New Superweed Found in California
Hairy fleabane, a common summer annual in the south Central Valley, has joined the ranks of weeds that are resistant to glyphosate, an herbicide sold under the brand name Roundup. Researchers at USDA-ARS and UC Cooperative Extension recently reported the results from several locations in the Central Valley, and suspect that this resistant weed may be widespread on roadsides and in orchards and vineyards.
A few years ago, some populations of rigid ryegrass and horseweed were confirmed as glyphosate-resistant in California. Worldwide, 13 weed species are resistant to the herbicide.
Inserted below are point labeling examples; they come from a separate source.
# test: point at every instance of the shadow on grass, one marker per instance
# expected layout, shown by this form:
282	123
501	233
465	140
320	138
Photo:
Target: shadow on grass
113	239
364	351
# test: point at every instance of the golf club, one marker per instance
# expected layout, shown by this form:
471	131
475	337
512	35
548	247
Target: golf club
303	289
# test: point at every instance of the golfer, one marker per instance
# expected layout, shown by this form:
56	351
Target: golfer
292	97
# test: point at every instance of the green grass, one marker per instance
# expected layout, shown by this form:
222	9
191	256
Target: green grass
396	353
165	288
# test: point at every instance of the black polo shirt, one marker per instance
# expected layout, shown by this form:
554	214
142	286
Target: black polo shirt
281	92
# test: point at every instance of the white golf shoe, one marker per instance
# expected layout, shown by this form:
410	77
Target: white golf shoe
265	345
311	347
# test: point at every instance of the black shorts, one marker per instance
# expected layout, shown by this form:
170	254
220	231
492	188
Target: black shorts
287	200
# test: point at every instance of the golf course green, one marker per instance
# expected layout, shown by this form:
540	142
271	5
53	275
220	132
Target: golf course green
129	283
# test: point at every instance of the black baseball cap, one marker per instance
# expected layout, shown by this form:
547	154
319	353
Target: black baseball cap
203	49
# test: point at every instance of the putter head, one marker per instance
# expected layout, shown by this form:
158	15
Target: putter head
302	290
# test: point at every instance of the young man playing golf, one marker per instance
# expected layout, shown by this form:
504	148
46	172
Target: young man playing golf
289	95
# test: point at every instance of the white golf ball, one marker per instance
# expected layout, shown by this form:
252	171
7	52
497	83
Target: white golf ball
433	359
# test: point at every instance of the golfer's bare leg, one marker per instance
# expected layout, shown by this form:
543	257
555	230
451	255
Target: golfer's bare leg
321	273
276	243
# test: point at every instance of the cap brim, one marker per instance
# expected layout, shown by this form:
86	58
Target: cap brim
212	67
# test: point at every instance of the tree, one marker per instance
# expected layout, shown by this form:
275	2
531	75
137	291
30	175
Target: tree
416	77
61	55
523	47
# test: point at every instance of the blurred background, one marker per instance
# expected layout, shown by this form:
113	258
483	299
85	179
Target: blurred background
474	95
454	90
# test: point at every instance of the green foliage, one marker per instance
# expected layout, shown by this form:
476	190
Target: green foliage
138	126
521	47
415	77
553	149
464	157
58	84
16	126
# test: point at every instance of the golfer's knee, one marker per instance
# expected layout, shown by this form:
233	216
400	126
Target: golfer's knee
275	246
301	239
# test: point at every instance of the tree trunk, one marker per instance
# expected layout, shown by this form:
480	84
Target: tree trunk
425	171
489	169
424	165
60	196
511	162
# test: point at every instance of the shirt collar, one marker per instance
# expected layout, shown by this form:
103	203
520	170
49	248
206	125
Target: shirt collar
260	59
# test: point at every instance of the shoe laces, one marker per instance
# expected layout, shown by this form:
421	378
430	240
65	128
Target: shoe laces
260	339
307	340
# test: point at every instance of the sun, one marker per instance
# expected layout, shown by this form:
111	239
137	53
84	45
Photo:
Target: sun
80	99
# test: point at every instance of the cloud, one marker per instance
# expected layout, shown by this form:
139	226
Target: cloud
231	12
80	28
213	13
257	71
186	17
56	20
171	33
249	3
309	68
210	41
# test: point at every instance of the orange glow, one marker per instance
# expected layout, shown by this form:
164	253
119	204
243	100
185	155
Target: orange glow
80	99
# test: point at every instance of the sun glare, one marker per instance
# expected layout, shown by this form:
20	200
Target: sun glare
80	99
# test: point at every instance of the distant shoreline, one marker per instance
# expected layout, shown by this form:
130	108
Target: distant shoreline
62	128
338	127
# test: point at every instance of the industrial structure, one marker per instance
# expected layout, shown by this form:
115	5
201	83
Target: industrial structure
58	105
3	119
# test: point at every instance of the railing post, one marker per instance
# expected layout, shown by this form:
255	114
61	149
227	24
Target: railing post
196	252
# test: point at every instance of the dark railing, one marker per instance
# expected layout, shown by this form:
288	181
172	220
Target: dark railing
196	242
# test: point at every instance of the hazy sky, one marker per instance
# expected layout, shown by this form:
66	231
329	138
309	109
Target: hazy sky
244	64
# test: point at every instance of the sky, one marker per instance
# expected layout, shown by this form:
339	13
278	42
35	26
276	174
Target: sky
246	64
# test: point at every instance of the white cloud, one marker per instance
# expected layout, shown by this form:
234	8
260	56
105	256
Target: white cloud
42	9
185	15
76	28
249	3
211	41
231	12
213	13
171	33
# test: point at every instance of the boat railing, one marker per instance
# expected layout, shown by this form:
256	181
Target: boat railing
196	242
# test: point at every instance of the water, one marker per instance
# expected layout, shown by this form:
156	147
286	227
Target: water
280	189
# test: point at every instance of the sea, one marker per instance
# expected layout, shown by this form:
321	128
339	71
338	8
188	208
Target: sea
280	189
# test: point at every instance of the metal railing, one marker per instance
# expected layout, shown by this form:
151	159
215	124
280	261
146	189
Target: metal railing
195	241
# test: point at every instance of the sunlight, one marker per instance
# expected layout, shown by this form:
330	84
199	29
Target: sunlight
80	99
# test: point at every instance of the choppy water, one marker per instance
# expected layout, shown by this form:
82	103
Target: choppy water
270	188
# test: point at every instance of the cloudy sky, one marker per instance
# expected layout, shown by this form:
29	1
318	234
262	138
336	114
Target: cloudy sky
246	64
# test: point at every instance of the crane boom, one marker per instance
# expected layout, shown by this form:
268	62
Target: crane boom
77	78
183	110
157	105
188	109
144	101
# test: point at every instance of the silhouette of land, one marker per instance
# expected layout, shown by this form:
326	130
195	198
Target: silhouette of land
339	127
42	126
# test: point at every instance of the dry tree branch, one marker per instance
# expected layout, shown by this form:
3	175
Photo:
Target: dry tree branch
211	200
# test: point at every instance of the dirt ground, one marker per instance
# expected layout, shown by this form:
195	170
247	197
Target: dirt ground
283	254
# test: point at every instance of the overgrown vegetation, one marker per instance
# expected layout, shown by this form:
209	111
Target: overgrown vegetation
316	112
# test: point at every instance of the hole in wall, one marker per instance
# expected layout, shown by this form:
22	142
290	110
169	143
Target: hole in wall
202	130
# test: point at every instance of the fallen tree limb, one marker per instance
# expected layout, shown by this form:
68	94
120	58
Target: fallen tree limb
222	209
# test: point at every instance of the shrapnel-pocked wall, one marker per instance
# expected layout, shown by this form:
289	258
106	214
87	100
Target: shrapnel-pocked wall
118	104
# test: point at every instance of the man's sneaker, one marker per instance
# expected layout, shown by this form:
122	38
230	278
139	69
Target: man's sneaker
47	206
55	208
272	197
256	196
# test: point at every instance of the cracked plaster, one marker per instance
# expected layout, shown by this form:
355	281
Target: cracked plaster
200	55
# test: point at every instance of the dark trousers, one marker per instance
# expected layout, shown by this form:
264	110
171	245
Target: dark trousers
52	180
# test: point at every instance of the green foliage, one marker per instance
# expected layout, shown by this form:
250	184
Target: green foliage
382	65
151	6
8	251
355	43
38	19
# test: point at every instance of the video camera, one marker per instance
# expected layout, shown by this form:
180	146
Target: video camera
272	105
The increased use of Roundup herbicide leading to weed resistance is a commonly acknowledged consequence associated with genetically engineered Roundup resistant crops.
The media contact for this story is:
Anil Shrestha, IPM Weed Ecologist.
GE Sugar Beet Heads for Market
A genetically engineered sugar beet resistant to Roundup herbicide and developed by Monsanto Corporation has been approved for commercialization by federal regulators and is expected to be marketed for the 2008 growing season. Sugar beets are not produced in California, but are grown in states such as North Dakota, Minnesota, and Wyoming.
A story as reported in the Bismark Tribune can be found at:
Cusco, Peru Bans the GE Potato
In mid-July, the regional government of Cusco, Peru banned the GE potato in order to protect the genetic diversity of more than 4,000 native potato varieties that farmers have developed over generations. That area of Peru is a center of potato diversity, where potatoes have been cultivated for centuries and have important cultural, economic and nutritional significance. The decision forbids the sale, cultivation, use and transport of genetically modified potatoes as well as other native food crops.
Local farmers’ organizations fear that genes from genetically modified, GM, potatoes could transfer into local varieties and alter their unique properties. The ban was a response to proposals from a network of local potato farming communities and Asociacion ANDES, an indigenous non-governmental organization based in Cusco.